Plaintiff has alleged a number of specifications of negligence on behalf of defendant, including to wit: failure to provide safe working conditions, creating a dangerous condition because of the manner in which the work was required to be completed; failure to select a route for the right-of-way which would be safe; failure to provide the proper type of supports upon which the pipe was to be laid; and failure to provide the necessary safety measures, which included the presence of one of defendant's safety officers at all times when any work was being performed on the pipeline.

5

The question before this Court is whether the District Court committed error by granting defendant's motion for summary judgment. Rule 56(c) provides:

6

'* * * the (summary) judgment sought shall be rendered forthwith if the pleadings, depositions, answers to interrogatories, and admissions on file, together with the affidavits, if any, show that there is no genuine issue as to any material fact and that the moving party is entitled to a judgment as a matter of law. * * *'

7

It is clear that where a moving party supports his motion for summary judgment by appropriate means, which are uncontroverted, the trial judge is fully justified in granting relief thereon. However, it is further clear that summary judgment should be granted with caution and only where the movant has established the nonexistence of any genuine issue of fact. That showing made must be construed in the light most favorable to the party opposing the summary judgment and that party should be accorded all favorable inferences that may be deduced from the showing. The reason for this being that a party should not be deprived of an adequate opportunity to fully develop his case by witnesses in a trial where the issues involved make such procedure the appropriate one. S. J. Groves & Sons Company v. Ohio Turnpike Commission,315 F.2d 235, 237 (6 Cir. 1963) and cases cited therein.

8

Summary judgment should be granted only where the moving party is entitled to judgment as a matter of law, where it is quite clear what the truth is and no genuine issue of fact remains for trial.
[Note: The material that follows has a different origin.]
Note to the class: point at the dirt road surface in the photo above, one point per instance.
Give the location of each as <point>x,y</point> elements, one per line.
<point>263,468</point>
The purpose of the rule is not to cut litigants off from the right to trial by jury if they really have issues to try. Sartor v. Arkansas Natural Gas Corp., 321 U.S. 620, 627, 64 S.Ct. 724, 88 L.Ed. 967 (1944).

9

In the instant case, plaintiff seeks recovery based upon defendant's alleged negligence. This Court has previously noted that there is eminent authority in support of the proposition that issues of negligence are ordinarily not susceptible of summary adjudication, but should be resolved by trial in the ordinary manner. Aetna Insurance Company v. Cooper Wells & Company, 234 F.2d 342, 344 (6 Cir. 1956), citing 6 Moore's Federal Practice (2d ed.) 56.17(42) at p. 2232 and cases cited at note 4 therein. It is only in the exceptional negligence case that the rule should be invoked. Furlong v. Stichman, 24 F.R.D. 400 (D.C.S.D.N.Y.1959). And even where the trial judge reasonably may surmise that plaintiff is unlikely to prevail upon a trial, that is not a sufficient basis for refusing him his day in court with respect to issues which are not shown to be sham, frivolous, or so unsubstantial that it would obviously be futile to try them. Harl v. Acacia Mutual Life Insurance Company, 115 U.S.App.D.C. 166, 317 F.2d 577, 580 (1963) citing with approval Sprague v. Vogt, 150 F.2d 795, 801 (8 Cir. 1945).

10

We are of the opinion that this case requires a full inquiry into the facts under the usual trial procedure. From the record before us we cannot say that it is clear that 'there is no genuine issue as to any material fact.' Accordingly, the judgment entered below is vacated and the case is remanded for proceedings consistent with this opinion.